Un retroscena su supercar elettriche e V12: Pagani racconta perché dietro l’auto alla spina c’è una verità preoccupante
Nel mondo delle hypercar c’è un confine che, per Pagani, non conviene superare: l’elettrico non scalda i cuori dei collezionisti e rischia di raffreddare pure i bilanci, motivo per cui la Casa ha preferito restare fedele al suo V12 Mercedes‑AMG, anche davanti all’onda lunga delle supercar a batteria che il mercato sta spingendo ovunque, Italia compresa.
L’elettrico funziona in città e sulle piccole, ma sulle auto estreme il carattere conta più dei kilowatt, e la voce di un dodici cilindri resta parte dell’esperienza, non un dettaglio tecnico intercambiabile. Da qui la prudenza: niente salti nel vuoto su una tecnologia che il pubblico Pagani non desidera, almeno oggi, e che rischierebbe di snaturare un marchio costruito attorno a meccanica, artigianalità e piacere sensoriale senza filtri.
Supercar elettriche, nodo identità
La storia parte da Utopia: otto anni fa Pagani apre due binari, uno termico e uno full electric a batteria, scartando l’ibrido perché ritenuto complesso e non maturo in quel momento, con un progetto seguito da un team dedicato e contatti stretti con i fornitori di Mercedes‑AMG al top della tecnologia.

Il test decisivo non avviene in galleria del vento ma in salone: l’idea viene presentata a concessionari e clienti, e la risposta è un muro di indifferenza, tanto da costringere a chiudere il capitolo BEV nonostante gli investimenti già compiuti e un accordo che, a quel punto, va annullato per salvaguardare la sostenibilità dell’azienda familiare.
Nel frattempo, la cornice normativa lascia spiragli: AMG ha omologato il V12 in Europa fino al 2030 e in California fino al 2032, con la convinzione che la finestra possa allungarsi, anche perché le regole cambiano e serve flessibilità per non bruciare scelte strategiche.
Dentro questa finestra Pagani celebra la sua cifra: il V12 come “festa”, pure con cambio manuale, un’idea di ingegneria meccanica che per il cliente è anche nutrimento intellettuale, non solo performance, e che oggi non prevede alcun addio programmato al dodici cilindri.
La scelta, quindi, è controcorrente solo in apparenza: mentre altri preparano il loro debutto “alla spina”, Pagani consolida la rotta, protegge la propria comunità e rimanda l’elettrico a quando potrà essere desiderio, non compromesso.

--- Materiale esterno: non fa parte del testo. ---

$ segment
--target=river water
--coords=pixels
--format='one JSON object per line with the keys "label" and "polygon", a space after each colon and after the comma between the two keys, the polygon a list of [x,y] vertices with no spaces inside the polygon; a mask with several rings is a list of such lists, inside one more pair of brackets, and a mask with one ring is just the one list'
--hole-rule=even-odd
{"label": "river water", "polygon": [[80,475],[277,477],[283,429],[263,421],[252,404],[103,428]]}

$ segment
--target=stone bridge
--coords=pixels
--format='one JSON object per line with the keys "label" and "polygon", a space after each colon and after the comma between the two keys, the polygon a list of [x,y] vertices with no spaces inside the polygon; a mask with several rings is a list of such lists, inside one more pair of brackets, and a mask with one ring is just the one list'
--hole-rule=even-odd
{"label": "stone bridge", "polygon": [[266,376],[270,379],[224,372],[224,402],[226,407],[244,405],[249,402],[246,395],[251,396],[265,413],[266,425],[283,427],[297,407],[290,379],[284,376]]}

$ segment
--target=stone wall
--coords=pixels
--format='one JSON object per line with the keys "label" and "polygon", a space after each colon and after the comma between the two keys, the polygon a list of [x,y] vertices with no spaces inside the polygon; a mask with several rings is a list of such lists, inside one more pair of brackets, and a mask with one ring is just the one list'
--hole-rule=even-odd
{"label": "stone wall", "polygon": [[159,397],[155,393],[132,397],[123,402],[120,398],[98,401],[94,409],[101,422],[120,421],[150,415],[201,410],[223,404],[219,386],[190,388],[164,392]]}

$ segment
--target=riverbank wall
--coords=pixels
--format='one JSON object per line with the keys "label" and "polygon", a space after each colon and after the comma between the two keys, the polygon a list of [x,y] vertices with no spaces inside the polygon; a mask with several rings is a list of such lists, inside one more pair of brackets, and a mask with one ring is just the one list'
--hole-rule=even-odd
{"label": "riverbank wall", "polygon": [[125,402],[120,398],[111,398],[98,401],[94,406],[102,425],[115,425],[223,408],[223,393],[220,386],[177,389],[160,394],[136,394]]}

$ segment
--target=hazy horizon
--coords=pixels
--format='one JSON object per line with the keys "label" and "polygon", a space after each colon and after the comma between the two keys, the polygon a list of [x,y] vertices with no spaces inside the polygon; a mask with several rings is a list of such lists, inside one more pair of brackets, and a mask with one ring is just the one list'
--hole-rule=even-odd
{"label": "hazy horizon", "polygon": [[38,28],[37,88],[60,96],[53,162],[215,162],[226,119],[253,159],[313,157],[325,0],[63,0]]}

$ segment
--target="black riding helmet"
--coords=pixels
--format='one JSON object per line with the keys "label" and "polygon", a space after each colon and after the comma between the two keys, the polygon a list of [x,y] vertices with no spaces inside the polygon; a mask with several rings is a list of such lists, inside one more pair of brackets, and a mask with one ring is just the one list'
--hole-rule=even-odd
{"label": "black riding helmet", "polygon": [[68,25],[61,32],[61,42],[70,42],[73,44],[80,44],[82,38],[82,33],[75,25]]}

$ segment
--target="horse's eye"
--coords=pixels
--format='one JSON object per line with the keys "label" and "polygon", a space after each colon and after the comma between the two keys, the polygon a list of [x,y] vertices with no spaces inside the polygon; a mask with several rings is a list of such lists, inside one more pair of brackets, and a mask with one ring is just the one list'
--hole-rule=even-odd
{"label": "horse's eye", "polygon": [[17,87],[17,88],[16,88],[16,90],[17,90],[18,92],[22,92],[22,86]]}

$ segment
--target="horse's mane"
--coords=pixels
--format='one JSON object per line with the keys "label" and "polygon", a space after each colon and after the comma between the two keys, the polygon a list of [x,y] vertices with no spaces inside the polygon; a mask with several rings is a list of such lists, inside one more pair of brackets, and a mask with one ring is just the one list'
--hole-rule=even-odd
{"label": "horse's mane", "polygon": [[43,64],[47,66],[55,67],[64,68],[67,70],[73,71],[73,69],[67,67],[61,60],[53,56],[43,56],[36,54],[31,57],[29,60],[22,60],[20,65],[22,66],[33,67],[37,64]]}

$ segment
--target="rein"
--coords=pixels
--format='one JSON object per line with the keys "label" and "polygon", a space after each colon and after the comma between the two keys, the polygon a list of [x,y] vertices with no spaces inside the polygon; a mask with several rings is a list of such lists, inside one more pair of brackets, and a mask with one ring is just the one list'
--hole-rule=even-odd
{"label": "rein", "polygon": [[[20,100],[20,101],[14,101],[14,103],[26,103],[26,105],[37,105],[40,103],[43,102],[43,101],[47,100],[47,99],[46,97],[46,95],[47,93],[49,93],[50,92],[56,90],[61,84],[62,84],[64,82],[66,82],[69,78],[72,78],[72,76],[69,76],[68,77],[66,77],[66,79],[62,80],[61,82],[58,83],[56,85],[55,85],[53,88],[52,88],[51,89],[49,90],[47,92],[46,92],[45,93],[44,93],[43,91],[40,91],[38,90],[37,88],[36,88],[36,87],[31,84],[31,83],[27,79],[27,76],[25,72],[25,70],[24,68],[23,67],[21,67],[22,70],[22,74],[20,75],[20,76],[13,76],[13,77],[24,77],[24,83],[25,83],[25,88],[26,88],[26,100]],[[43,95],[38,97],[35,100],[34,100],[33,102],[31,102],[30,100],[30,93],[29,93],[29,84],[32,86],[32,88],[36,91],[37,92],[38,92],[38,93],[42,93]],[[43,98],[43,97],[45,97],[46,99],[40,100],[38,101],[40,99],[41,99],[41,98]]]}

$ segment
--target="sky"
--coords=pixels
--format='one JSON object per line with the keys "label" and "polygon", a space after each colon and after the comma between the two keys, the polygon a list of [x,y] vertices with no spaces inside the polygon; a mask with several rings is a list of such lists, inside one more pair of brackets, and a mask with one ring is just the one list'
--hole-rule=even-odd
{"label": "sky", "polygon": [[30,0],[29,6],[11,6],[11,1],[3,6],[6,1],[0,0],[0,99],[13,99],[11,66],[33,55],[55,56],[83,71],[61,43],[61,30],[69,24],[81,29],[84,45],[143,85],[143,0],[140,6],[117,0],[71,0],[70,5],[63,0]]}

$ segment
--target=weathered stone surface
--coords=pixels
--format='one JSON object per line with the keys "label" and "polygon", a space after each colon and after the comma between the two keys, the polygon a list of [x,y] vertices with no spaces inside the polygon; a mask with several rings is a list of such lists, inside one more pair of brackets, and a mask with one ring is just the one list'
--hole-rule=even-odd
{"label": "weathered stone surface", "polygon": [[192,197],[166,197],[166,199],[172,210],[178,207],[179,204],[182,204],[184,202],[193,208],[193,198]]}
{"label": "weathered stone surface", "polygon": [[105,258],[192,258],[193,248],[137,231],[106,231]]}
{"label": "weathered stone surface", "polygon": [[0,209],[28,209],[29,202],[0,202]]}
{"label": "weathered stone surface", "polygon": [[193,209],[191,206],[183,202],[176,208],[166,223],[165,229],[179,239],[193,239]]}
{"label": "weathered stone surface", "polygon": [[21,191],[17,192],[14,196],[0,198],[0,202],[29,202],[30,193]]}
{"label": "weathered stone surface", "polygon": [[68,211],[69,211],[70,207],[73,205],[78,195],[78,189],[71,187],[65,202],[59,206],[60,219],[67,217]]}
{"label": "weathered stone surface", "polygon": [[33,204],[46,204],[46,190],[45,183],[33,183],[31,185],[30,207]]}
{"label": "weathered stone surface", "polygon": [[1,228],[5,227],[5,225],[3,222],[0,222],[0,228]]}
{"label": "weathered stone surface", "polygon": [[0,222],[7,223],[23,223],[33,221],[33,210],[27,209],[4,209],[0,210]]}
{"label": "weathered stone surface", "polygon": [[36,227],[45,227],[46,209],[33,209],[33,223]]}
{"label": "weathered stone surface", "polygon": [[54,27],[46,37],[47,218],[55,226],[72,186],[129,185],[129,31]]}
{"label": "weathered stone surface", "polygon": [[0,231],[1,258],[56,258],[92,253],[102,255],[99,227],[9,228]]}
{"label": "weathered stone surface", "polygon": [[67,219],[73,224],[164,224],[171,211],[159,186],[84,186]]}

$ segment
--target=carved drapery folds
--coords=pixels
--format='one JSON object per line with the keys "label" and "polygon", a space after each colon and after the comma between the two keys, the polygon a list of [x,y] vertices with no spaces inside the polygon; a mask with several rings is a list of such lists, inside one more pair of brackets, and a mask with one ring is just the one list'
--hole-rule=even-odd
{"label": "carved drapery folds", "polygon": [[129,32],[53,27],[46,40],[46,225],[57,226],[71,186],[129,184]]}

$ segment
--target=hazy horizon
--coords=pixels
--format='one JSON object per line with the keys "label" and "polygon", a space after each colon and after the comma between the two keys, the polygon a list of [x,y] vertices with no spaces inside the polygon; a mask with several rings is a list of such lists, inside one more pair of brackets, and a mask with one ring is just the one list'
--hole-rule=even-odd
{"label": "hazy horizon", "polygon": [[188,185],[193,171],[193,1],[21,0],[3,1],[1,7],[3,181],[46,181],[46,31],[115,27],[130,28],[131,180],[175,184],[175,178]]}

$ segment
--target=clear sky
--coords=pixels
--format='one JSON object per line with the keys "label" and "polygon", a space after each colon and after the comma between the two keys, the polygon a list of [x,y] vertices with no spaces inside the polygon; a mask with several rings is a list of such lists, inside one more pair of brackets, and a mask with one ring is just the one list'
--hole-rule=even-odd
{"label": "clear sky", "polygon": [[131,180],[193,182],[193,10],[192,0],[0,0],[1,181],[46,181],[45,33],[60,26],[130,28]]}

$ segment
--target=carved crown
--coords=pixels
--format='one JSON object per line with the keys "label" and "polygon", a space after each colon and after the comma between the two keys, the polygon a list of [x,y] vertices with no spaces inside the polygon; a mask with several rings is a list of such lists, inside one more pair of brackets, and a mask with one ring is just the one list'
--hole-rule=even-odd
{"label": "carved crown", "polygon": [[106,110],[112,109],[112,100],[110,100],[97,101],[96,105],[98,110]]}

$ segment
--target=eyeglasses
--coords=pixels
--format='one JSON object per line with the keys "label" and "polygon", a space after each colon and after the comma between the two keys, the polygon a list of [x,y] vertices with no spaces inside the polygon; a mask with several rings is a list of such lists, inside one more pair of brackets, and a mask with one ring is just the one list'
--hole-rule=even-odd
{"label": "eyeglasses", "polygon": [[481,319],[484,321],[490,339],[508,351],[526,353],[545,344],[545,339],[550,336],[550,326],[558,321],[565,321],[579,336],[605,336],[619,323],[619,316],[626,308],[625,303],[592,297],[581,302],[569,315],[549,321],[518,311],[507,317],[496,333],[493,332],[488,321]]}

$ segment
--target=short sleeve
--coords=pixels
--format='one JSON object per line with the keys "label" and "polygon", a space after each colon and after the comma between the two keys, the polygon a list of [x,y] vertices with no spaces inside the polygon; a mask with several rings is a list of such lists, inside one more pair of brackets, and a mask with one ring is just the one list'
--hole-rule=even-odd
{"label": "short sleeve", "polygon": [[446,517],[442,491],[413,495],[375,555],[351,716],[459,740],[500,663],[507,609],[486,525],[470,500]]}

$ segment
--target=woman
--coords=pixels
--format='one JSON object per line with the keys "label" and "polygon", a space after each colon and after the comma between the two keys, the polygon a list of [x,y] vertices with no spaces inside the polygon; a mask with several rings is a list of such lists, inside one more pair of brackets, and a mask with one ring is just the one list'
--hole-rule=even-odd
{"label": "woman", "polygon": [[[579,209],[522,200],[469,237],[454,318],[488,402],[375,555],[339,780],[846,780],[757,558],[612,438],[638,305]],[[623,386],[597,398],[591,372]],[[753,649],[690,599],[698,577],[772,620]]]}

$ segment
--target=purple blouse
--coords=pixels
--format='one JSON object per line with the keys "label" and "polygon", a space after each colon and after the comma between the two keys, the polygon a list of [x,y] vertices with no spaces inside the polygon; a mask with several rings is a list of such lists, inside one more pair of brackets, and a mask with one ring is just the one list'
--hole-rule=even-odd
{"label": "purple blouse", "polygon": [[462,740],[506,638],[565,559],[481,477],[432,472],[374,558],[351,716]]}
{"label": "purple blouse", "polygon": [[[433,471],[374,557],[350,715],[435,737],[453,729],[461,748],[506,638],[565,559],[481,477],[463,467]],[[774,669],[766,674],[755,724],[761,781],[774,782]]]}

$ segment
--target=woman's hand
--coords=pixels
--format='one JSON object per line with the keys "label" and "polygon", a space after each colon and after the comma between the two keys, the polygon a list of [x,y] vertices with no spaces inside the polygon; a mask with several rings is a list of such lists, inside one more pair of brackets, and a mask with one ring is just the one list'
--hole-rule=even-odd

In un settore dove il carattere vale quanto la scheda tecnica bisogna essere certi che qualcuno voglia davvero l’elettrico, e per ora il coro dei collezionisti chiede ancora dodici cilindri e leve da muovere a mano. È una presa di posizione che racconta più del presente che del futuro, ma chiarisce come l’identità, per certi marchi, sia parte integrante della prestazione: senza quella, l’auto va forte, ma non va lontano.